Re: [Pyparsing] Painfully slow parsing.

SourceForge Headquarters 225 Broadway Suite 1600 San Diego, CA 92101 +1 (858) 422-6466

> -----Original Message-----
> From: John Krukoff [mailto:jkr...@lt...]
> Sent: Friday, August 28, 2009 6:09 PM
> To: pyp...@li...
> Subject: [Pyparsing] Painfully slow parsing.
> 
> Hello,
> 
> I have a serious speed problem with a parser written using pyparsing,
> where it's taking ~13 minutes to parse a 30 line file. I'm totally lost
> on what might be causing it, as small variations seem to be causing
> large differences in parsing time. I was hoping I could get some tips on
> general optimization strategies to follow. For instance, I'm suspicious
> that I should be trying harder to use the '-' operator, and wonder if
> that would help...
> 

John -

I've not seen people use '-' as a way to speed up parsing, but I imagine it
could help.  '?load', '?attribute', and '?element' look like good places
where '-' would be a fit (right after the keyword literal).

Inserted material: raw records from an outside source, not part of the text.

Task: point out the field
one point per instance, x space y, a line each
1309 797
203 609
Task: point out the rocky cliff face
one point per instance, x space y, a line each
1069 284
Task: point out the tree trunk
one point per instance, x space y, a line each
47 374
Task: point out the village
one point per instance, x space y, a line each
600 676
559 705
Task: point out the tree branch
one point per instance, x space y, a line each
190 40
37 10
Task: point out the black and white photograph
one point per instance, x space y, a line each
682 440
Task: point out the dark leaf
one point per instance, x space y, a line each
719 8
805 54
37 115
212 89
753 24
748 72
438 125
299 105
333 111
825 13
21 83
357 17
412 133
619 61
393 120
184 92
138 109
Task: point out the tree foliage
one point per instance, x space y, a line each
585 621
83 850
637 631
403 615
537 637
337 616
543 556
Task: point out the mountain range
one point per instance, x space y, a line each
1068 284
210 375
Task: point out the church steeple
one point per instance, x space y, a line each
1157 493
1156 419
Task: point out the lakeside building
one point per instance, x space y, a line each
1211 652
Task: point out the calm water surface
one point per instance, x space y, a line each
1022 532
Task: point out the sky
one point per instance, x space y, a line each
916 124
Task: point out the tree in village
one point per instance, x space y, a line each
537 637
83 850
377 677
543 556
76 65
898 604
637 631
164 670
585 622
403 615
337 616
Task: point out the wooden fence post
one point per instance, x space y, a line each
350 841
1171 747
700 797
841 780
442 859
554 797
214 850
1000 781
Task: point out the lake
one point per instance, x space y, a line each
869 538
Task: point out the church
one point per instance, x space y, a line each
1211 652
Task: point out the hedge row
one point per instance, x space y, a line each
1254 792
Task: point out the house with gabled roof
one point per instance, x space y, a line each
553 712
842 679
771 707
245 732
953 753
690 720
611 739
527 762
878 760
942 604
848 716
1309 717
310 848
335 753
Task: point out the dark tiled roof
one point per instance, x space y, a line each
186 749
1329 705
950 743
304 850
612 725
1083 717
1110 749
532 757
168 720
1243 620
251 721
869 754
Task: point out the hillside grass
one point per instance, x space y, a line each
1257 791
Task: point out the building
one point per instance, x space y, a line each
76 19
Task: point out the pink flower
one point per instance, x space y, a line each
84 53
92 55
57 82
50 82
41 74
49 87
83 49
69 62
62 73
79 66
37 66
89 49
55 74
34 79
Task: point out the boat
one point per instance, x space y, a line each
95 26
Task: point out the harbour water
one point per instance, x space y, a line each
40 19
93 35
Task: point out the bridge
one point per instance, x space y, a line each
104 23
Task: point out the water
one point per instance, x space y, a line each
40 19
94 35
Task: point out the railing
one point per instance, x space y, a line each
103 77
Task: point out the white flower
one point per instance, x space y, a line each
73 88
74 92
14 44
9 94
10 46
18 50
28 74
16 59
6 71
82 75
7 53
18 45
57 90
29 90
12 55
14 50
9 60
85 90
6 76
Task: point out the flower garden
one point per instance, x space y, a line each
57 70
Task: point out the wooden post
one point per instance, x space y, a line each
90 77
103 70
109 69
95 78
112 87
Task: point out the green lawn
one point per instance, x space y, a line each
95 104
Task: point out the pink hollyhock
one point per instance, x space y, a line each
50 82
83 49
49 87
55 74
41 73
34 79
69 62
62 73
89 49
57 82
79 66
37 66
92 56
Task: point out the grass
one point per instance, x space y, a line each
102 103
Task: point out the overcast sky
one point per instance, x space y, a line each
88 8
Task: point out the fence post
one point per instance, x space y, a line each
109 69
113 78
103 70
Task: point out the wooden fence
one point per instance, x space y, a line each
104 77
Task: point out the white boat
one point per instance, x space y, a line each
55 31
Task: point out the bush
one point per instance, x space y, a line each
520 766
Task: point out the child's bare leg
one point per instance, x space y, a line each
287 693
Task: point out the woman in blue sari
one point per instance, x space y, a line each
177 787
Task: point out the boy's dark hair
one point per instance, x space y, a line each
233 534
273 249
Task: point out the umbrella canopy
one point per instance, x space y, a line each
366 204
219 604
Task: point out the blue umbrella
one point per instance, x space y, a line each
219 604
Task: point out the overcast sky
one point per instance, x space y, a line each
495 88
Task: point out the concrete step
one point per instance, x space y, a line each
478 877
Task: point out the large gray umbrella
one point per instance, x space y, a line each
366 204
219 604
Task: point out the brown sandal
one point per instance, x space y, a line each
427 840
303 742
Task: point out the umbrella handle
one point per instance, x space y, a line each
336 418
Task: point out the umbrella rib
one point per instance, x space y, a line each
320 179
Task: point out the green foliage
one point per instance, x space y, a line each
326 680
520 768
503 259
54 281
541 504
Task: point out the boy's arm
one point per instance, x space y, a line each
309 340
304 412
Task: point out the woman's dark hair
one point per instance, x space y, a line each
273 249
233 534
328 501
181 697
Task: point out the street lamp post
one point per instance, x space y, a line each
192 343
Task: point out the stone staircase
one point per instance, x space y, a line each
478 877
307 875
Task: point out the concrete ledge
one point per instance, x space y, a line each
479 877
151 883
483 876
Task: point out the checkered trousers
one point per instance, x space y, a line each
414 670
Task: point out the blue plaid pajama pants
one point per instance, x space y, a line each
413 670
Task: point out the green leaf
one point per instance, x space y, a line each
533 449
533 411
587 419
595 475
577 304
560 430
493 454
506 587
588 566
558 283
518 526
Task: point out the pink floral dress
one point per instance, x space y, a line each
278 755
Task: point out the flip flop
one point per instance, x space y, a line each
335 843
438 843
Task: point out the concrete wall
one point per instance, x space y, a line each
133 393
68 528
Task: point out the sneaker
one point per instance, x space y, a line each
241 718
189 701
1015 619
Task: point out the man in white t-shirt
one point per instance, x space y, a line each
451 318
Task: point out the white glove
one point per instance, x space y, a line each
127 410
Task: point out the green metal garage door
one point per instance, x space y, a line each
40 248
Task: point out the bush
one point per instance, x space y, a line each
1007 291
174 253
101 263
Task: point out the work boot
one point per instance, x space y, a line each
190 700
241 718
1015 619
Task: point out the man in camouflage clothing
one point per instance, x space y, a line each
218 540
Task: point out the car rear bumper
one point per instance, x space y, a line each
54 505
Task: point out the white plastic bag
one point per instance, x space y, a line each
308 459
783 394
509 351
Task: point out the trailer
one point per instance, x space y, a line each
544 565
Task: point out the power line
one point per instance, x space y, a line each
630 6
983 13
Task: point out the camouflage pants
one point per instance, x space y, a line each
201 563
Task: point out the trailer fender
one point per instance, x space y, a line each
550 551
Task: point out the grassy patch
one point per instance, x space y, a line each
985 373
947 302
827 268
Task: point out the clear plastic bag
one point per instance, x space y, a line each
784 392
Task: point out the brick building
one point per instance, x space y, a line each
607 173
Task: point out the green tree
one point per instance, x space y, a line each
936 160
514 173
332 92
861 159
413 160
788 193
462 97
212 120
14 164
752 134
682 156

But I am struggling as to where to even begin.  You have posted 500+ lines
of parser code, without much guidance as to what BNF you are working from,
or what you are trying to get from the parser.  But you didn't post the 30
line test file, so I have nothing to run your parser with.

You already mention that packratting isn't an option, how about psyco?

Why do you write this:
restartIndentation = pyparsing.Literal( '<' ).setParseAction( lambda s, l,
t: push_indent( ) ).suppress( )
resumeIndentation = pyparsing.Literal( '>' ).setParseAction( lambda s, l, t:
pop_indent( ) ).suppress( )

Instead of:

restartIndentation = pyparsing.Literal( '<' ).setParseAction( push_indent
).suppress( )
resumeIndentation = pyparsing.Literal( '>' ).setParseAction( pop_indent
).suppress( )

Here's an idea: follow your definition of endStatement with this:

endStatement.setName("endStatement").setDebug()

Re-run your test, and see how much retracing of your steps is going on.  You
might find that you parse to the end, and then spend most of the time
figuring out that you're actually AT the end.

This code also looks like a likely performance problem:

	def create_block( simple, compound ):
		block = pyparsing.Forward( )
		simpleStatement = simple + endStatement
		compoundStatement = compound + endStatement +
pyparsing.Optional( block )
		statement = compoundStatement | simpleStatement
		block << addons.indentedBlock( statement, aIndentations )
		block.setParseAction( lambda s, l, t: t[ 0 ] )
		return compoundStatement

You can try adding some more setName/setDebug calls, to get more insight to
how pyparsing is working its way through your grammar.

As for getting response to your questions, the mailing list and wiki
Discussion tab are about the same, although I think other people besides me
are more likely to chime in on the list.  This actually bodes well for
getting a faster response, as I just started a new job, and am pretty busy
trying to get off on a good start.  You could also try posting on
stackoverflow.com - you might get a response from Alex Martelli himself!

Good luck!
-- Paul